The ending has yet to be written for Barnes & Noble's Nook story, which began with the surprise debut of the original Nook e-reader back in late 2009. But recent plot twists don't appear to bode well for the subsidiary known as "Nook Media," which contains the company's e-reader, tablet, and digital content businesses, and which two other companies — Microsoft and publisher Pearson — have bought into.

Over the past few weeks, Barnes & Noble has announced fire sale after fire sale for Nook products: Buy a Nook HD+ tablet and get a Nook Simple Touch free! Download the Nook app for Windows 8 and get free bestselling digital book and magazine titles! The latest deal, which was just announced last week, targets teachers as part of Barnes & Noble's annual "Educator Appreciation Days," offering a variety of discounts — including $20 off the Nook HD and HD+ — between April 13 and 21.

Fire sale after fire sale

The discounts on Nook Media hardware and content, coming as they do the month after Barnes & Noble reported an 8.8 percent revenue drop and 2.2 percent decline in sales of Nook products from last year, doesn't seem to be a show of faith in Nook's future prospects. Meanwhile, parent company Barnes & Noble, which still owns the majority stake in the subsidiary (78.2 percent), also saw its retail sales drop even more precipitously and is also moving to close more stores, the latter which it says is simply business as usual. That hasn't stopped a flurry of reports speculating that a major shakeup is looming for Barnes & Noble and Nook in the near future, perhaps that the parent company could go out of business or sell itself to another chain such as Walmart.

"you have two businesses that have different goals that are now separated."

Barnes & Noble's founder and chairman Leonard Riggio quietly indicated in a regulatory filing in February that he wanted to buy only the company's brick and mortar business, not Nook Media, effectively splitting the two for good. A split is something that other shareholders and analysts have suggested would be a wise move, too. A questioner on Barnes & Noble's latest earnings call pointed out in February "you have two businesses that have different goals that are now separated... they appeal to different investor sets. You're clearly getting penalized for the fact that they live together," and went on to ask about "how to ultimately separate these businesses." In response, Barnes & Noble's chief financial officer Michael Huseby said "we've consistently disclosed that we're looking at strategic alternatives and will continue to do that, but we don't have anything further to announce at this time." Asked again more recently, Barnes & Noble did not respond to The Verge in time for this article's publication.

Others have suggested that Microsoft, which invested $300 million to acquire what ended up being a 16.8 percent stake in Nook Media, should go ahead and buy that whole subsidiary from Barnes & Noble. Microsoft declined to comment when asked by The Verge about its investment in Nook, but sources close to both companies who wished to remain anonymous said that Microsoft has the option to ramp up or decrease its stake in Nook at any time. Microsoft, it should also be noted, has almost nothing to lose from its Nook investment as it stands now. The company has almost $70 billion in cash on hand.

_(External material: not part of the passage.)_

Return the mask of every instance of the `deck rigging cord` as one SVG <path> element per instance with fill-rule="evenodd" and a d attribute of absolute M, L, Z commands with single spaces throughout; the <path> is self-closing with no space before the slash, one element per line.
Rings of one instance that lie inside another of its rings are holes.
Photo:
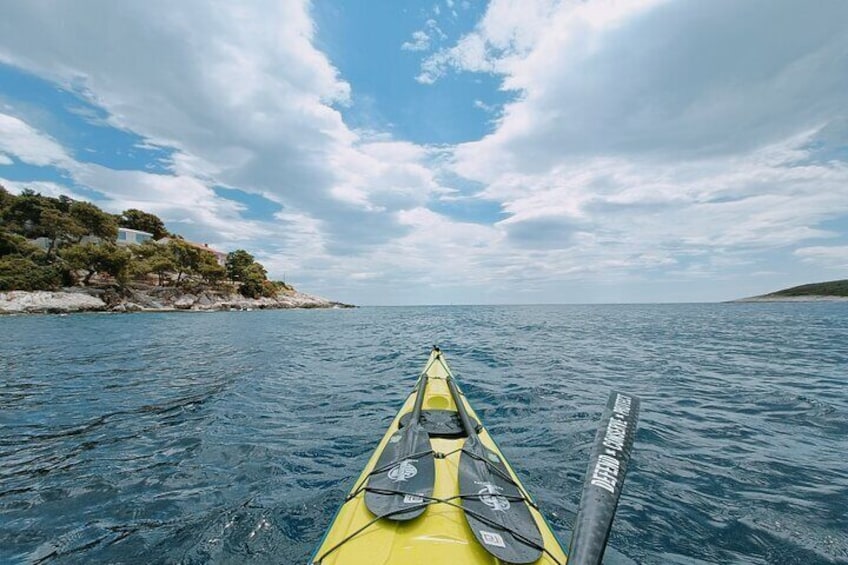
<path fill-rule="evenodd" d="M 459 451 L 459 450 L 457 450 L 457 451 Z M 358 492 L 356 492 L 355 494 L 351 493 L 351 496 L 348 496 L 348 498 L 345 499 L 345 501 L 342 505 L 347 504 L 348 502 L 350 502 L 351 500 L 356 498 L 356 496 L 358 494 L 362 493 L 363 491 L 367 491 L 368 489 L 369 489 L 369 487 L 367 487 L 367 486 L 360 487 Z M 402 494 L 402 491 L 386 492 L 385 494 Z M 446 504 L 446 505 L 452 506 L 454 508 L 459 508 L 460 510 L 463 510 L 464 512 L 469 512 L 471 514 L 474 514 L 475 518 L 477 518 L 478 520 L 480 520 L 481 522 L 483 522 L 485 524 L 489 524 L 493 527 L 502 528 L 503 526 L 501 526 L 500 524 L 492 522 L 486 516 L 483 516 L 483 515 L 481 515 L 477 512 L 474 512 L 473 510 L 469 510 L 467 508 L 464 508 L 462 505 L 453 502 L 456 499 L 462 500 L 462 499 L 469 499 L 469 498 L 479 498 L 481 496 L 484 496 L 484 495 L 481 495 L 481 494 L 478 494 L 478 493 L 473 493 L 473 494 L 457 494 L 457 495 L 454 495 L 454 496 L 449 496 L 447 498 L 437 498 L 437 497 L 433 497 L 433 496 L 422 497 L 424 499 L 424 501 L 419 503 L 417 506 L 426 508 L 427 506 L 431 506 L 433 504 Z M 533 503 L 532 500 L 527 500 L 526 498 L 523 498 L 523 497 L 504 497 L 504 498 L 507 498 L 508 500 L 514 500 L 514 501 L 523 500 L 527 504 L 530 504 L 531 506 L 533 506 L 533 508 L 536 508 L 536 505 L 535 505 L 535 503 Z M 396 512 L 400 513 L 400 512 L 403 512 L 403 511 L 404 510 L 397 510 Z M 367 530 L 369 527 L 373 526 L 374 524 L 376 524 L 380 520 L 382 520 L 384 518 L 388 518 L 388 517 L 389 517 L 388 515 L 375 516 L 369 522 L 367 522 L 366 524 L 364 524 L 363 526 L 361 526 L 357 530 L 351 532 L 350 534 L 345 536 L 341 541 L 339 541 L 338 543 L 336 543 L 335 545 L 333 545 L 332 547 L 327 549 L 324 553 L 322 553 L 321 555 L 316 557 L 312 561 L 311 565 L 321 565 L 321 562 L 328 555 L 330 555 L 331 553 L 333 553 L 337 549 L 341 548 L 344 544 L 351 541 L 356 536 L 358 536 L 359 534 L 361 534 L 362 532 L 364 532 L 365 530 Z M 557 557 L 553 553 L 551 553 L 544 545 L 539 545 L 539 544 L 535 543 L 533 540 L 525 538 L 519 532 L 516 532 L 514 530 L 508 530 L 508 531 L 509 531 L 510 534 L 514 535 L 517 539 L 521 540 L 523 543 L 526 543 L 527 545 L 530 545 L 531 547 L 534 547 L 535 549 L 538 549 L 539 551 L 542 551 L 543 553 L 545 553 L 548 557 L 551 558 L 551 560 L 553 560 L 553 562 L 556 565 L 565 565 L 565 562 L 557 559 Z"/>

The question is whether Microsoft would make a move to save Nook

The question is whether Microsoft would make a move to save Nook if Barnes & Noble collapsed or tried to offload it. There's a good argument to made that Microsoft should do just that: Barnes & Noble still claims it has one of the largest digital content libraries in the world, and sales in that area were actually up 6.8 percent last quarter. Even just to get that content — which includes many ebooks and magazines Microsoft doesn't have — could be worth nearly any possible fair price for Nook. Plus, when Microsoft first announced it would be investing in the subsidiary that would become Nook Media almost a year ago (the deal closed in October), it pointed out that content was one of the reasons.

Even if Microsoft doesn't buy Nook, look for it to take a more active role in providing more overlapping experiences between products. Sources close to Microsoft who declined to speak on the record said to envision a scenario in which Microsoft would allow users of Office to self-publish manuscripts straight from Word to the Barnes & Noble digital publishing store, giving the two companies more of a fighting chance against Amazon and Apple. The sources said that for Microsoft, Nook was a long term play. Despite it now being six months since the companies closed the deal, it would take longer — perhaps years — for Microsoft's ebook plans to fully materialize in the hands of consumers.

Nook has become a book in the 'Choose Your Own Adventure' series

How many consumers actually stick around for that long is an open question, of course. In fact, whether Nook sticks around in its current form is something of a question, too: for Barnes & Noble and its partners, the platform itself has become a book in the Choose Your Own Adventure series. Not all decisions lead to success.